Ellie Higson believes that spiritualist Mrs Vanguard can hear the voices of the dead, but Henry Gordon Jago thinks it’s all superstition and theatrical trickery. But if Vanguard is a harmless fake, then why have some of those who have attended her seances disappeared so mysteriously? Jago and Litefoot investigate… and find themselves facing a deadly foe from the afterlife.

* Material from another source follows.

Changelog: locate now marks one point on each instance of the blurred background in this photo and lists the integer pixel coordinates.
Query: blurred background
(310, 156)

JAGO & LITEFOOT: THE SPIRIT TRAP
There’s little more Victorian than a mysterious séance, and Jonathan Morris’s “The Spirit Trap” plunges Jago and Litefoot into a particularly interesting one. Mrs. Vanguard (Janet Henfrey) is a spiritualist: during her ceremonies, one can hear the movements of the dead and speak to them using her as a medium. But she’s also a fraud – the haunting noises are from percussion instruments tied to her finger and her words to the dead are based on cold reading. But she’s also not a fraud, as she can interact with “spirits” in the room – apparitions of people from the future! And how do these spirits know the secrets of the people at the séance? Simple – they Google them (or the equivalent thereof) and look up their family history. This is the trick Morris employs to great effect: using technology we understand and presenting it from a Victorian perspective, where it appears magical. It also wrong-foots Jago – as a showman he sees right through Mrs. Vanguard’s deceptions and is genuinely shocked when she turns out to be right. The friendship between the two leads is wonderfully evident – Litefoot’s determination to solve the case is intensified as soon as Jago is caught up in it. “The Spirit Trap” isn’t quite as good as its predecessor but it’s another highly entertaining story in what is becoming a magnificent set.